Around The Blogosphere: July 18, 2011

Posted by nvr1983 on July 18th, 2011

 

If you are interested in participating in our ATB2 feature, send in your submissions to rushthecourt@gmail.com. We will add to this post throughout the day as the submissions come in so keep on sending them.

General News

  • Leslie McDonald Tears ACL in NC Pro-Am Game: UNC was dealt a major setback with McDonald’s injury, which could keep him out for the entire season. (Carolina March)
  • Bullock Cleared To Play: Reggie Bullock returned to the court last week for the first time since early March. (Tar Heel Fan)
  • Anthony Hubbard Leaving Iowa: The controversial recruit is leaving the Hawkeyes before ever stepping on the court for them. (Black Hearts Gold Pants)
  • Arizona’s Jordin Mayes’ foot surgery is a bigger deal than you might think: An update on how Mayes is doing following his foot surgery. (Arizona Desert Swarm)
  • So, Maryland Assistant Dalonte Hill is Making $300k: “That’s what the Baltimore Sun’s Jeff Barker is saying, via a source.
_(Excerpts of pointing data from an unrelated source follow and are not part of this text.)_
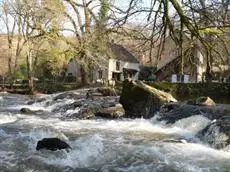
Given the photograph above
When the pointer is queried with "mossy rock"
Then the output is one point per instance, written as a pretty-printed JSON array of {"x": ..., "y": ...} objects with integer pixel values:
[{"x": 141, "y": 100}]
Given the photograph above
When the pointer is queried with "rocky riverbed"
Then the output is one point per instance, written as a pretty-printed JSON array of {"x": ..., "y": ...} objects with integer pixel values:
[{"x": 178, "y": 137}]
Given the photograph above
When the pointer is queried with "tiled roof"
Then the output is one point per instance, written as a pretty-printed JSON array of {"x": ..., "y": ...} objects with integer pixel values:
[{"x": 121, "y": 53}]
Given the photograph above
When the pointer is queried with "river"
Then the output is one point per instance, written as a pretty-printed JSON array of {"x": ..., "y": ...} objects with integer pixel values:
[{"x": 129, "y": 145}]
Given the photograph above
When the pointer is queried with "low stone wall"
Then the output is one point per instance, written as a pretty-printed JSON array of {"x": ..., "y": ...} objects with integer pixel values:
[{"x": 219, "y": 92}]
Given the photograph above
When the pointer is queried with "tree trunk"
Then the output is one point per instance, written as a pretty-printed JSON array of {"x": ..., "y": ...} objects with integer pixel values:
[
  {"x": 84, "y": 76},
  {"x": 29, "y": 72},
  {"x": 208, "y": 75}
]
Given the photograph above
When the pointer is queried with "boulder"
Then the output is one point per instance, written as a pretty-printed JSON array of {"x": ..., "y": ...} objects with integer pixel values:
[
  {"x": 202, "y": 101},
  {"x": 116, "y": 111},
  {"x": 101, "y": 91},
  {"x": 67, "y": 95},
  {"x": 26, "y": 110},
  {"x": 140, "y": 100},
  {"x": 172, "y": 112},
  {"x": 217, "y": 133},
  {"x": 52, "y": 144}
]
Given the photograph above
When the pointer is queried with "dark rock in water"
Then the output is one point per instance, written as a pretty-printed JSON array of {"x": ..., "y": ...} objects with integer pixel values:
[
  {"x": 107, "y": 91},
  {"x": 67, "y": 95},
  {"x": 30, "y": 102},
  {"x": 175, "y": 141},
  {"x": 26, "y": 110},
  {"x": 174, "y": 111},
  {"x": 140, "y": 100},
  {"x": 111, "y": 112},
  {"x": 36, "y": 101},
  {"x": 101, "y": 91},
  {"x": 202, "y": 101},
  {"x": 217, "y": 133},
  {"x": 52, "y": 144}
]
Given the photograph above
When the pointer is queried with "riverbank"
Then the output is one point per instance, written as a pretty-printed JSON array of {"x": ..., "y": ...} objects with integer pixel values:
[{"x": 99, "y": 144}]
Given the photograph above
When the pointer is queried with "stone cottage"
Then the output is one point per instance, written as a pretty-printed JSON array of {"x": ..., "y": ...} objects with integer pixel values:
[{"x": 118, "y": 64}]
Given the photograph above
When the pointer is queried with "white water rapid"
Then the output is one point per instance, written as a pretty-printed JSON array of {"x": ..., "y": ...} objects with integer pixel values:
[{"x": 129, "y": 145}]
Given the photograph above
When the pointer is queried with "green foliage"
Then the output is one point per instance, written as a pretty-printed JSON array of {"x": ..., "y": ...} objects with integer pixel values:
[
  {"x": 50, "y": 64},
  {"x": 219, "y": 92},
  {"x": 21, "y": 73},
  {"x": 105, "y": 7}
]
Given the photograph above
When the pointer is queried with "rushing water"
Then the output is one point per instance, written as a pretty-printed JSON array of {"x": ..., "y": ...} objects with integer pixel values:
[{"x": 101, "y": 145}]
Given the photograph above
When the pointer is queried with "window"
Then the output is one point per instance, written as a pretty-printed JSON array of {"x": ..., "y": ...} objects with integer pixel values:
[
  {"x": 100, "y": 74},
  {"x": 117, "y": 65}
]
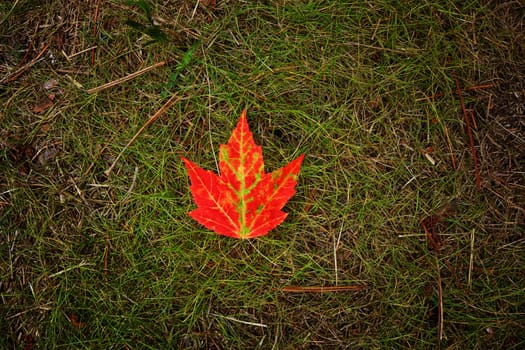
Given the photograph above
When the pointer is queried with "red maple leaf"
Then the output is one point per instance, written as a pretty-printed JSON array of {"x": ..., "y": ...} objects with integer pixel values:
[{"x": 244, "y": 201}]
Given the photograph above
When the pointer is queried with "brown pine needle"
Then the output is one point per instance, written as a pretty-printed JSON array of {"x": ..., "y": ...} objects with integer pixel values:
[
  {"x": 319, "y": 289},
  {"x": 126, "y": 78},
  {"x": 150, "y": 121}
]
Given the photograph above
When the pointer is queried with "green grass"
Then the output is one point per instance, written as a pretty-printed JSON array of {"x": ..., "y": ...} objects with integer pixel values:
[{"x": 343, "y": 83}]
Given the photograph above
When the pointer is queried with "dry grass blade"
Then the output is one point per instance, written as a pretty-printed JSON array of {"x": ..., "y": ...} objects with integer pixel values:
[
  {"x": 150, "y": 121},
  {"x": 320, "y": 289},
  {"x": 126, "y": 78}
]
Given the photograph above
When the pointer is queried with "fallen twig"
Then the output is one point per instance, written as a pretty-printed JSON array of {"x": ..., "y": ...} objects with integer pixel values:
[
  {"x": 467, "y": 116},
  {"x": 95, "y": 19},
  {"x": 469, "y": 88},
  {"x": 126, "y": 78},
  {"x": 319, "y": 289},
  {"x": 470, "y": 117},
  {"x": 19, "y": 72},
  {"x": 154, "y": 117}
]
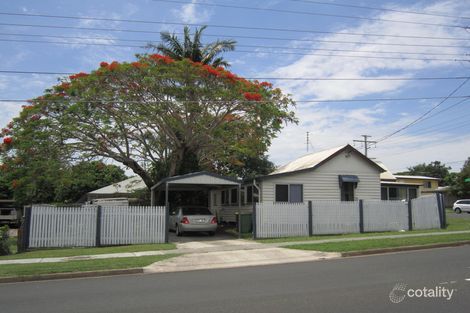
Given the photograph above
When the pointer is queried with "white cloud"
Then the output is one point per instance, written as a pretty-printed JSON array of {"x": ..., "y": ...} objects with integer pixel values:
[
  {"x": 193, "y": 14},
  {"x": 330, "y": 126}
]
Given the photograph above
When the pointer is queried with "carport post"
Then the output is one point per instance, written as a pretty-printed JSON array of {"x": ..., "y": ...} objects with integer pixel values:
[
  {"x": 239, "y": 212},
  {"x": 167, "y": 214}
]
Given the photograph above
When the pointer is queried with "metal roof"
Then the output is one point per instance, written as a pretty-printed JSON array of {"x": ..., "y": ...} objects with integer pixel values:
[
  {"x": 126, "y": 186},
  {"x": 199, "y": 178}
]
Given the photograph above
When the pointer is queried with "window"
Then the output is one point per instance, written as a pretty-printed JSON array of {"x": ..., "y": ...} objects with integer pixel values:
[
  {"x": 393, "y": 193},
  {"x": 412, "y": 193},
  {"x": 289, "y": 193},
  {"x": 296, "y": 193},
  {"x": 234, "y": 196},
  {"x": 347, "y": 192},
  {"x": 282, "y": 193},
  {"x": 249, "y": 194}
]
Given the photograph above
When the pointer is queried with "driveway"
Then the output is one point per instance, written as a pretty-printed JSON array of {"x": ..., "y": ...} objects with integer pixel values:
[{"x": 201, "y": 236}]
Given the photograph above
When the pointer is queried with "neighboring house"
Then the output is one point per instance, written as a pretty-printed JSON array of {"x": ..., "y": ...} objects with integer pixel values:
[
  {"x": 341, "y": 173},
  {"x": 428, "y": 184},
  {"x": 123, "y": 189}
]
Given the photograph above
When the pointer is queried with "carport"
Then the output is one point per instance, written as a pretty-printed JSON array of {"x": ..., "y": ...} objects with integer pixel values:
[{"x": 198, "y": 181}]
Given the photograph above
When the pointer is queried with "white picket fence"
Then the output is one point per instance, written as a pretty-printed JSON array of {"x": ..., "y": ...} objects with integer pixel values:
[
  {"x": 132, "y": 225},
  {"x": 385, "y": 215},
  {"x": 335, "y": 217},
  {"x": 281, "y": 219},
  {"x": 338, "y": 217},
  {"x": 77, "y": 226},
  {"x": 62, "y": 227},
  {"x": 425, "y": 212}
]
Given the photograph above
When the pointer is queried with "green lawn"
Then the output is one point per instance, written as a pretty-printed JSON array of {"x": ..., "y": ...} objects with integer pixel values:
[
  {"x": 361, "y": 245},
  {"x": 453, "y": 224},
  {"x": 79, "y": 266},
  {"x": 63, "y": 252}
]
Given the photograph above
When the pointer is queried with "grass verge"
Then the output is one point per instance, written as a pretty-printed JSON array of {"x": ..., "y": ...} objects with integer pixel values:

Which, in case you were wondering, is actually a couple dollars more than the entire assistant staff made during the 09/10 season.” (Testudo Times)
  • The Annual Syracuse Basketball Summer Slimdown Is On: An update on the Syracuse guards attempting to lose 10-15 pounds over the off-season. (Troy Nunes is an Absolute Magician)
  • Kenner League Day 5 In Review: Tyler Adams Debuts, Otto Drains from Deep and Greg Monroe Returns: A recap of the action in the Georgetown-laden summer league. (Casual Hoya)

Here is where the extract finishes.